Un acteur ? Mais que faisait la police ? le toubib nécrophile
? Et le papillon était épinglé où ?
72
(par brigitte Giraud) :
JE
NE CONNAIS PERSONNE ET PERSONNE NE ME CONNAIT. Je disparais. Que
dis-je, je m’envole. Pfuuuuuuuiiiiiiii
73
(par electronlibre33) :
Ma
réputation, ma réputation, pensa DEB, jetant un œil
sur les passants gênés. Elle était déjà
faite, de toutes façons cette réputation. Depuis
longtemps. Mon ami Georges le déclamait au Caveau, il y a bien
longtemps. Voilà ce qui vous arrive lorsque vous ne suivez pas
la même route que celle des braves gens. Et Pilchard l’avait
compris, lui. Je le savais. Mais il l’avait reléguer au
tréfonds de son inconscient. Trop lourd qu’il était à
supporter, ce secret. Et moi, le Grand DEB, je m’en contrefous.
Depuis ce fameux jour, où …..J’avais 20 ans. Ce jour là,
je m’en souviens comme si c’était hier. La Fuego de mon
Père. Non, ce n’était pas possible. Je savais ce
qu’elle avait abrité, et la morale que mon Père
s’était efforcé de m’inculquer tout au long de ma
jeunesse, se trouvait soudainement bafouée. Impossible. Que
cherchait-il en voulant se débarrasser de cette vielle caisse
? Me faire porter le Chapeau. Noir ? Chapeau Noir ? Et si on allait
regarder un peu ce qui s’y passe sous ce Chapeau Noir ?
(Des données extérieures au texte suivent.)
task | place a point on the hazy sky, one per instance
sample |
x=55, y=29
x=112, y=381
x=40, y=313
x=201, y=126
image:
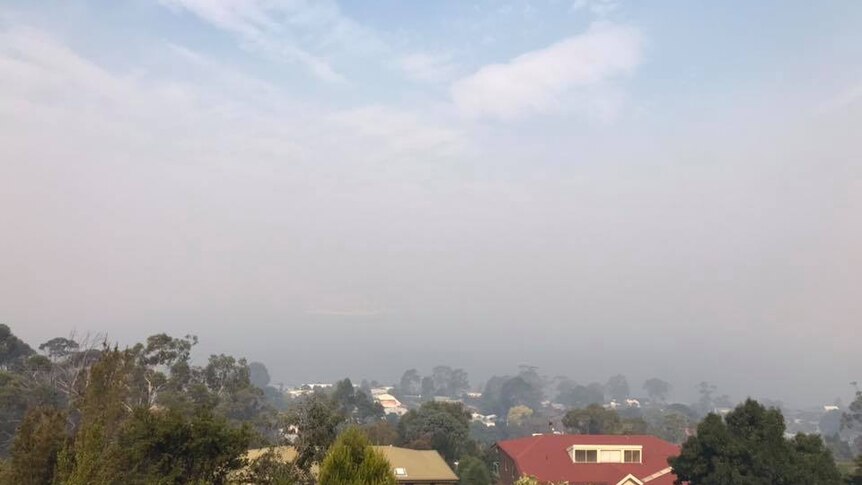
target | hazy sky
x=663, y=188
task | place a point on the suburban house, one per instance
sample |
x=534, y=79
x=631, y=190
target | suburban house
x=418, y=467
x=410, y=467
x=587, y=459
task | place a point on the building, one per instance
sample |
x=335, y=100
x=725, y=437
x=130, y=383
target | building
x=418, y=467
x=391, y=405
x=587, y=459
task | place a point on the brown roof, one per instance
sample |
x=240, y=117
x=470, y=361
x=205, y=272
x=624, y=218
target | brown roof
x=418, y=465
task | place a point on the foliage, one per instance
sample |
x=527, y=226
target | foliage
x=503, y=393
x=449, y=382
x=258, y=375
x=12, y=349
x=440, y=426
x=473, y=471
x=355, y=405
x=170, y=448
x=517, y=415
x=410, y=383
x=618, y=387
x=657, y=389
x=316, y=420
x=270, y=469
x=575, y=395
x=352, y=460
x=595, y=419
x=381, y=432
x=37, y=445
x=749, y=448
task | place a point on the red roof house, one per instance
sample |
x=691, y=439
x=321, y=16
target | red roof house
x=587, y=459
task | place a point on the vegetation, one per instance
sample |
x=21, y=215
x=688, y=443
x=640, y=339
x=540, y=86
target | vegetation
x=749, y=448
x=352, y=460
x=88, y=413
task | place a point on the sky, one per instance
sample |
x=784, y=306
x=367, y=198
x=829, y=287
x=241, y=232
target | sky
x=594, y=187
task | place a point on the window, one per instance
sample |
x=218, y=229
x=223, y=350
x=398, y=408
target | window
x=586, y=456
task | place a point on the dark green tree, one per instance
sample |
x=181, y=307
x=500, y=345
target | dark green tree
x=594, y=419
x=575, y=395
x=34, y=453
x=316, y=420
x=657, y=389
x=170, y=448
x=618, y=387
x=749, y=448
x=352, y=460
x=12, y=349
x=440, y=426
x=473, y=471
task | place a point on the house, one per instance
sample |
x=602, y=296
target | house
x=391, y=405
x=587, y=459
x=418, y=467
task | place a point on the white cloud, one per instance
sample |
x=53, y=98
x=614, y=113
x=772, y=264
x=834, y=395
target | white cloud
x=301, y=32
x=599, y=8
x=540, y=81
x=430, y=68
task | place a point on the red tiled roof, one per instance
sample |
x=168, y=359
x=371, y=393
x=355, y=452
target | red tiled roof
x=546, y=458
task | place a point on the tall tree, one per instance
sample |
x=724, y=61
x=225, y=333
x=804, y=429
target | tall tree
x=410, y=383
x=594, y=419
x=316, y=421
x=657, y=389
x=12, y=349
x=258, y=374
x=170, y=448
x=473, y=471
x=441, y=426
x=352, y=460
x=618, y=387
x=37, y=445
x=749, y=448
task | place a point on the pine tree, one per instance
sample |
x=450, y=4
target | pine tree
x=353, y=461
x=36, y=447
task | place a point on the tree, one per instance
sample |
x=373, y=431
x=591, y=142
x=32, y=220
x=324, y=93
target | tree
x=355, y=405
x=749, y=448
x=410, y=383
x=856, y=478
x=352, y=460
x=381, y=432
x=473, y=471
x=169, y=448
x=12, y=349
x=618, y=387
x=575, y=395
x=448, y=381
x=657, y=389
x=258, y=374
x=594, y=419
x=270, y=469
x=440, y=426
x=92, y=459
x=59, y=348
x=316, y=421
x=37, y=445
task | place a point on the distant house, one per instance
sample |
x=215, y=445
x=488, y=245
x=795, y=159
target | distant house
x=410, y=467
x=418, y=467
x=391, y=405
x=587, y=459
N’abrite-t-il pas quelque secret ? Un aigle ? un aigle noir. Tiens,
tiens. Ne serait ce pas une piste. « Un beau jour, ou peut-être
une nuit, près d’un lac je m’étais endormie, quand
soudain, semblant crever le ciel, et venant de nulle part, surgit un
aigle noir ». Le lac est là, il a fini par s’épancher
pour aller voir la mer. Endormi pour l’éternité,
c’est bien le cas de Pilchard. Le Père est là aussi,
à demi mot, comme dans la chanson de Barbara. Et si DEB était
l’aigle noir ? Surgissant de nulle part ?
74
(par petite mauve) :
Aigle
noir ? L’Indien ? L’étranger. Oui, il l’était,
lui qui n’était pas d’ici. Il s’était établi
dans le coin, tombant amoureux du paysage, le reste avait fait le
reste. Il y avait fait sa vie, comme il avait pu, bon an mal an. Pas
si mal finalement. La vie avait passé et maintenant, presque
notable, il se retrouvait en face d’une de ses créatures, un
de ses personnages de roman qu’il publiait à l’occasion !
Etonnant de voir le rêve prendre corps… et lequel ! Celui de
son père, le sien futur en somme. Troublant. Le face à
face était éprouvant. Demain, il y verrai plus clair
mais là il était sous le choc. Cela remuait pas mal de
souvenirs, de sentiments inavoués ou refoulés. Ce père
était il son père ? Et cet homme là, … Bon
sang ! Mais oui, lui qui avait tant douté de son géniteur,
car si la mère est sûre, le père ????